We want these standards to support equitable and non-discriminatory access to mental health care and support as well as equity in the experiences and outcomes of people using services. As outlined within the Core Mental Health Standards[25] services should be evaluated and continually improved based on feedback and service user experience.
IPCUs should therefore ensure that they have measures in place to capture and address such feedback to meet these standards.

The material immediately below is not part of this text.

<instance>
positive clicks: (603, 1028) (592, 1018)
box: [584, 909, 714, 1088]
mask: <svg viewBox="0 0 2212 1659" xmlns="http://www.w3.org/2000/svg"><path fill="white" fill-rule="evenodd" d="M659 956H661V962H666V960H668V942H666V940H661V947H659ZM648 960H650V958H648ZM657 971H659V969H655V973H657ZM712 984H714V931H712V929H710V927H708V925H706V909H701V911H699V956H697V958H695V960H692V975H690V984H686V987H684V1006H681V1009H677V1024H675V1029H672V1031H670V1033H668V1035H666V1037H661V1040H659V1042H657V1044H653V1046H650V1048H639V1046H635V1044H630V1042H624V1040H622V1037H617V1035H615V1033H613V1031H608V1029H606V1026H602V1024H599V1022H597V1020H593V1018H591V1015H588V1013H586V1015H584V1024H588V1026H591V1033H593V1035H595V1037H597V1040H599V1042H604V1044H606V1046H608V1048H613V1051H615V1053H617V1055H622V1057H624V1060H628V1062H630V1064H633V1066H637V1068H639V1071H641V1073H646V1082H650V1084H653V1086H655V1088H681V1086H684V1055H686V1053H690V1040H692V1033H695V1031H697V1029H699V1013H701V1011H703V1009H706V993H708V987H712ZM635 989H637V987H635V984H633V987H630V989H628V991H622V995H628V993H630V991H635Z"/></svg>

- I will be asked about my experiences and this feedback will be used to improve services. With my agreement, my support network will also be able to offer feedback
- I will be able to easily find clear information on what actions I can take if these standards are not being met or I do not feel satisfied with my experience
- I will be signposted to independent advocacy services for support, given the opportunity to share my experience confidentially and be supported to make a formal complaint if I want to
As outlined above these standards and specification have been input and supported by the national stakeholder group and also had some service user involvement. It also set out to address the recommendations from the findings of the Scoping Review[11] These standards should be used as a guide for all CAMHS IPCUs in Scotland in order to provide a consistent approach and also to set out local policies.